Web design is subjective. What looks "ugly" to one person or one culture,
works in another. Is it just happenstance that East Asian web design (Chinese
and Japanese web design have a lot of parallels) looks quite different from
Western web design? Could it be that it has something to do with the
information density of East Asian languages?

WRT the gwern's comments regarding Japan and software, I do think that this is
largely correct (with the exception of the gaming industry where Nintendo,
Sony, Sega, etc. have made globally popular software.) I should note that Asia
overall (not just Japan) does not have a track record of developing globally
popular consumer-facing software aside from game software. Korea is largely
reliant on Windows on the desktop and Android on mobile. Same is true for
Mainland China. So wrt software I think the critique is Asia-wide, not just
Japan.

As an aside, I'd ask anyone to list European-developed globally popular
software. My list: Skype, Rovio, Spotify...

A bunch of the links in the appendix are many years old and not that accurate
any more. Japan has many billion-dollar Internet/IT companies today. It is a
market that both is large enough for domestic Japanese firms as well as
foreign firms.

------
quokwok
I'm surprised you rate "The Spirit Level". I think it's a pack of lies, partly
because of Chris Snowden's book but mainly Tino Sanandaji's many posts about
it on his blog. The most devastating criticisms are

1\. They use data from a UN report from a particular year. Except for one
reference, they use a report from a different year. It turns out that this
report contains data which supports their argument, but all the other years
disprove it.

2\. They use a mysterious sample of countries. When a larger sample is used,
the effect goes away or reverses.

More generally, the whole argument is nutty. If you spot an apparent
correlation, you have to come up with some causal mechanism. Inequality is
supposed to somehow make people unhealthy, through envy or something... nuts.

------
lbarrett
I think the thing the author is missing is that there has never been one big
culture. For a long time, the culture was segmented primarily by location:
people in a region played the same sports and games, talked similarly, made
the same music, and so on. Now, the culture is starting to split based on
interests rather than geography.

It may be problematic that culture is now being sliced on this new axis, but
don't just compare it to some imaginary wonderful past that never actually
existed.

------
civilian
I'm not convinced about Japan being a forerunner for 5-years-in-the-future
culture. Their culture is very different from ours.

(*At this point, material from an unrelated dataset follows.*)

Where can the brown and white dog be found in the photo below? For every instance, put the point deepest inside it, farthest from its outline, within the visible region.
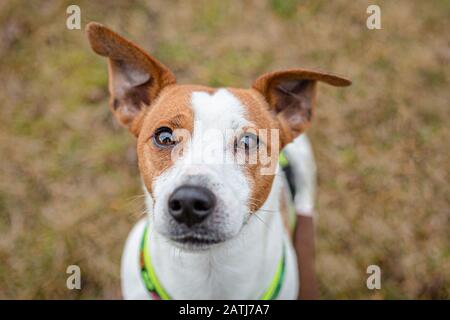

Here's a random article from today that shows that:
[http://www.theguardian.com/world/2013/oct/20/young-people-
ja...](http://www.theguardian.com/world/2013/oct/20/young-people-japan-
stopped-having-sex)

------
SkyMarshal
Fascinating essay and references. I wonder about the ramifications of how the
Internet makes it possible for people to associate with others of similar
interests around the world, rather than just similar interests in a local
geography, or of varied interested in a local geography. This is a good
discussion of at least one answer to that.

------
lani
Subcultures are genes mixing and matching and exploring corners. Sentience
burdens us with the ability to understand connotations of 'status', 'outcast'
etc, but otherwise nature is on track with her research & development

------
guard-of-terra
"The country I live in now is the best country in the world for people like
me; I would be terribly unhappy if I was exiled." If your mental reply goes
something like, "Why, what’s so special about the USA?.."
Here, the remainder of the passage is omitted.